Let me show you two examples.
First, a Payments API subagent. Its instruction file might say: "You are the Payments API specialist. Your domain includes the payment processing systems, third-party integration, transaction handling, and payment security. Focus on: API endpoint design, transaction validation, payment gateway integration, and error handling. Always consider: idempotency for payment operations, proper error handling for gateway failures, and audit logging for all financial transactions."

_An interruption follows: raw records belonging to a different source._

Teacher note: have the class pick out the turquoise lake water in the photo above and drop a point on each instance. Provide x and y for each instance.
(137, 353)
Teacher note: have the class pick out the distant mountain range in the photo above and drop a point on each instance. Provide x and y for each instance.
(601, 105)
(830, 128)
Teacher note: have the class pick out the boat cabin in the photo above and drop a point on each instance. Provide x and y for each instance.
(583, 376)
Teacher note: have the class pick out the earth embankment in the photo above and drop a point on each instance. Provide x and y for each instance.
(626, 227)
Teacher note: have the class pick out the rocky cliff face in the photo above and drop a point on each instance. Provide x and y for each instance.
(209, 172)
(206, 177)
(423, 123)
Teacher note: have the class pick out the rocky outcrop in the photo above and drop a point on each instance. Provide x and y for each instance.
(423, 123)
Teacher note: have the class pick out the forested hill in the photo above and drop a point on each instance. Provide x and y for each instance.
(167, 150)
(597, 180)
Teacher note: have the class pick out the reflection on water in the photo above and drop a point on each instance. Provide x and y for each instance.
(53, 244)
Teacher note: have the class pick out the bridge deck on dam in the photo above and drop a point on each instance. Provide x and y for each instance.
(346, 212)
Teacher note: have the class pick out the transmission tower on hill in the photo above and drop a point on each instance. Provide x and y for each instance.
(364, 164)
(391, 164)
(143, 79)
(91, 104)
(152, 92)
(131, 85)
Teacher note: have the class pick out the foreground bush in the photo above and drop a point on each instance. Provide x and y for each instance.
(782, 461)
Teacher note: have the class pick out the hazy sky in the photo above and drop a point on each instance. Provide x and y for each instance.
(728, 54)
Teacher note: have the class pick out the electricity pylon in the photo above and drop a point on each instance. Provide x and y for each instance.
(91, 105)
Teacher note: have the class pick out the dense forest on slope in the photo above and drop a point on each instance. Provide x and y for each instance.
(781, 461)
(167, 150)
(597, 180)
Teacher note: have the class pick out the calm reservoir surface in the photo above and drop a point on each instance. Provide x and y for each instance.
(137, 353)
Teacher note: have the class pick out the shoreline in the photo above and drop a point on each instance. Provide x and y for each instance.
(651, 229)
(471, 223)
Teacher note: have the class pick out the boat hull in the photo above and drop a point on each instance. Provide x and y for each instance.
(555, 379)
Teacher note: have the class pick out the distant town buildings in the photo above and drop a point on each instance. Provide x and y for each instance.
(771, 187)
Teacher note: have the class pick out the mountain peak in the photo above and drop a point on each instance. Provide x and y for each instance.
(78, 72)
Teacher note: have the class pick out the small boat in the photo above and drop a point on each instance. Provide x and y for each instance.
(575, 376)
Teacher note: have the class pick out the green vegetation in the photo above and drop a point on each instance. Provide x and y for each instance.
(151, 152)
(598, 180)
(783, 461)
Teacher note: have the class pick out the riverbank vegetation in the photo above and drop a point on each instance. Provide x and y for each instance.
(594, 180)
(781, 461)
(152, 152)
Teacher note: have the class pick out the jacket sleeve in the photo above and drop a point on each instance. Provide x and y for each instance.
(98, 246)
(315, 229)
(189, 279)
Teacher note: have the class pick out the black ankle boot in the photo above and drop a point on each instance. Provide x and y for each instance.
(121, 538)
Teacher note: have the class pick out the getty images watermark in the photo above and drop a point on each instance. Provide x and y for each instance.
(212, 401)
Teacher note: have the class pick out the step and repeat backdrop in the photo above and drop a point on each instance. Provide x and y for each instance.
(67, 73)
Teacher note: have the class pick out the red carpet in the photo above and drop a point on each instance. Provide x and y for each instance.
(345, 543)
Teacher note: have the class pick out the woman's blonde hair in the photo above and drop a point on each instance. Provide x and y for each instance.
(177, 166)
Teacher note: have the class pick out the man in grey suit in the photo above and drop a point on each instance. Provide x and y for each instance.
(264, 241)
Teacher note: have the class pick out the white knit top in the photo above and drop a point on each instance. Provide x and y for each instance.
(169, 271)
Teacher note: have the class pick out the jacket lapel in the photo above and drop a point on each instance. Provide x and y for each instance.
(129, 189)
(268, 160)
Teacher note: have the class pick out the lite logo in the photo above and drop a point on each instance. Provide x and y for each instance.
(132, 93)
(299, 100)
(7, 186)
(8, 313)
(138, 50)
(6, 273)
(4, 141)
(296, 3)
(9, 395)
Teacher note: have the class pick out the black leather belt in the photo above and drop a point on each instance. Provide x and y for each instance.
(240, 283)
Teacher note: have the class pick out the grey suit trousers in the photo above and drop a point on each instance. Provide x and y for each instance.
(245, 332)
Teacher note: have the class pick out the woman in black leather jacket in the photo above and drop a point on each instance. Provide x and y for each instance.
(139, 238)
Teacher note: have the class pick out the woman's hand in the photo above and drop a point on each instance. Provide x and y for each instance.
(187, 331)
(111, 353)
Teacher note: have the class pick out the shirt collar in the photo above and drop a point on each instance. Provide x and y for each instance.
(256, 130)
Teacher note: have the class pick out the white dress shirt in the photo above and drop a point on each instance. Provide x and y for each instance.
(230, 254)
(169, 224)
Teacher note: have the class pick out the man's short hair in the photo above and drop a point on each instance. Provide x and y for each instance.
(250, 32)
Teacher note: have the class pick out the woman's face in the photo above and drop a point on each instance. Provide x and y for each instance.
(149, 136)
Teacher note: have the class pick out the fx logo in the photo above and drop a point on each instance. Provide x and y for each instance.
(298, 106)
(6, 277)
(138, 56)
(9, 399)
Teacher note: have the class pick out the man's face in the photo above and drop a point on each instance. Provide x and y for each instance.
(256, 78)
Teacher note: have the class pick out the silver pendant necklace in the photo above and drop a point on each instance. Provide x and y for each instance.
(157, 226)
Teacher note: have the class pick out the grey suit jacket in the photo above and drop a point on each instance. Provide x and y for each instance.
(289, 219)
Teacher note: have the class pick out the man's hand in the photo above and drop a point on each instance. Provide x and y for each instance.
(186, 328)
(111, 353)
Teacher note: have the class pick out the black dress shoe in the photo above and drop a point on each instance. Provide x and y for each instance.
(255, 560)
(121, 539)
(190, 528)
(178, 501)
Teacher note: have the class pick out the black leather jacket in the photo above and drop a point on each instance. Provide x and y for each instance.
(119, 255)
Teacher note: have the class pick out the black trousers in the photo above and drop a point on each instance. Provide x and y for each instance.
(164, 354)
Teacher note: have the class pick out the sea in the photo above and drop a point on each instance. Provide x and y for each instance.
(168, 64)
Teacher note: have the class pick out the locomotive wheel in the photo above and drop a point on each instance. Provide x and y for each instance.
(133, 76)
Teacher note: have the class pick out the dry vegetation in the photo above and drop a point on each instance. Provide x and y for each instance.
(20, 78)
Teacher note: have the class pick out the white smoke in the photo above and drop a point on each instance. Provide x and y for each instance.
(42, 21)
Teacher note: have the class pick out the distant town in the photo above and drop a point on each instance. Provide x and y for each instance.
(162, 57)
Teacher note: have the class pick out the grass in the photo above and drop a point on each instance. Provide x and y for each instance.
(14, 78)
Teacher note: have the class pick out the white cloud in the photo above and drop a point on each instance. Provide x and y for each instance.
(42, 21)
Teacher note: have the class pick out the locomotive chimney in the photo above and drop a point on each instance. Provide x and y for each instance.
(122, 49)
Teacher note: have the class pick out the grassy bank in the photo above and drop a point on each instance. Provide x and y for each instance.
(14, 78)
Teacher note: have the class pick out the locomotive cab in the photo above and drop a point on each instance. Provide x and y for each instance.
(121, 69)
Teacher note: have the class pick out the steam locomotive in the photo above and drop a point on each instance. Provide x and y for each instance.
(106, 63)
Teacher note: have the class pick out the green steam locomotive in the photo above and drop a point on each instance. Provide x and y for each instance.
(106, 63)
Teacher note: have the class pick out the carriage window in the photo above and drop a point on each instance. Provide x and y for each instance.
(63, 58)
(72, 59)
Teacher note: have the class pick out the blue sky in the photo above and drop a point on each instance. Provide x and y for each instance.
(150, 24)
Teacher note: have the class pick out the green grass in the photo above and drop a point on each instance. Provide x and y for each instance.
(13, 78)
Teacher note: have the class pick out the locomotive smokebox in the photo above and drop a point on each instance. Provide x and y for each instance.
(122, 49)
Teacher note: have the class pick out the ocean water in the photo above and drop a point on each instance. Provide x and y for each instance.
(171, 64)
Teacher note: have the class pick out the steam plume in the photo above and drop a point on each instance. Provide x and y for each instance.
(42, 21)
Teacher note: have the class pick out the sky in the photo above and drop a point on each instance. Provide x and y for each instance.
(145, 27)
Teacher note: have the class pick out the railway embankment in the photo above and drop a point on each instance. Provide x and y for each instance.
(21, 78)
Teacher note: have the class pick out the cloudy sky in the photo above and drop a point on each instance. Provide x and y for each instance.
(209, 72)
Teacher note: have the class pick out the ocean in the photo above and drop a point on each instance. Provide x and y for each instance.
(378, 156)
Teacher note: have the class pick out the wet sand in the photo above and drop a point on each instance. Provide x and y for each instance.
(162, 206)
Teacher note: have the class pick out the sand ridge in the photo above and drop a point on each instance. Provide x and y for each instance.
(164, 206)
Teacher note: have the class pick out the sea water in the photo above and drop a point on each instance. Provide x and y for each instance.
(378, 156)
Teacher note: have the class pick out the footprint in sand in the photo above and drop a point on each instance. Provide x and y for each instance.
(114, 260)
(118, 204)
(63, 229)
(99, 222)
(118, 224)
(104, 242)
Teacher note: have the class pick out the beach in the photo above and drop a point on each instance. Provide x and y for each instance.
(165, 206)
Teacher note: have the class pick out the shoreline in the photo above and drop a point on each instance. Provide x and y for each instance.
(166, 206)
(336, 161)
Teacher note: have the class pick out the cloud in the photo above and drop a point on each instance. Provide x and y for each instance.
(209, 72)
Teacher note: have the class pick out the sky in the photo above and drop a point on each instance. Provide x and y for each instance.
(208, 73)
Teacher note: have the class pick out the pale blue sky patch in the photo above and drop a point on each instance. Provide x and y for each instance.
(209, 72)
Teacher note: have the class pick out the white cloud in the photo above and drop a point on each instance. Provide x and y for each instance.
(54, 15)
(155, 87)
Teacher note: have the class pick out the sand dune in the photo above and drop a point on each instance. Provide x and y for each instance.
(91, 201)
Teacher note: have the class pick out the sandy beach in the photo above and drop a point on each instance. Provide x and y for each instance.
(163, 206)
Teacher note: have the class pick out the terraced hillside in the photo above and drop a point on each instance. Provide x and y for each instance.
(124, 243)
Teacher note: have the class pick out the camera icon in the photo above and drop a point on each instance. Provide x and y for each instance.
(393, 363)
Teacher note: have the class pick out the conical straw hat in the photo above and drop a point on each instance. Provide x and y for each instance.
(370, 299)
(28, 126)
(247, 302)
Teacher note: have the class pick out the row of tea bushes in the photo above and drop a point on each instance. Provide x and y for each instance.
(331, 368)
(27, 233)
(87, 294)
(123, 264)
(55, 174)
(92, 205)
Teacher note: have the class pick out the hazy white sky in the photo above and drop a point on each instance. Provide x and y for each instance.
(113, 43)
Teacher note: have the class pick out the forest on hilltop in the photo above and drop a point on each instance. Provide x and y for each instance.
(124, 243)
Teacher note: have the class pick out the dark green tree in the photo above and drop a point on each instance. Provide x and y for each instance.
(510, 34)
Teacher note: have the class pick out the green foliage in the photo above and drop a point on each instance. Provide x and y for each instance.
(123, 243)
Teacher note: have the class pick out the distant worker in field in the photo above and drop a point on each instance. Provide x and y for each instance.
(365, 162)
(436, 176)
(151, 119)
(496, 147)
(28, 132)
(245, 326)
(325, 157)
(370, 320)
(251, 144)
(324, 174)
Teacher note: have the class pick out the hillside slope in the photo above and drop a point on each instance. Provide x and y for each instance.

This agent knows the payments domain inside and out. When you ask it to add support for a new payment method, it knows to check the integration patterns, update the transaction monitoring system, add validation rules, and ensure proper audit logging - all the payments-specific concerns.
Second, a Trade UI agent - and by "trade" here I mean any user interface for a complex workflow. Its CLAUDE.md says: "You are the UI specialist. Your domain includes the user interface components, form handling, data visualization, and real-time updates. Focus on: component architecture, data flow, form validation, and user experience. Always consider: real-time data synchronization, optimistic UI updates, error recovery for failed operations, and responsive design."
This agent understands the frontend experience. Ask it to improve a complex form, and it knows to handle edge cases like validation states, error messaging, loading states, and data consistency - all the UI-specific concerns.
The key is making each agent deeply specialized. They don't need to know the whole system - just their corner of it. This focused expertise makes them much more effective than trying to make one agent understand everything.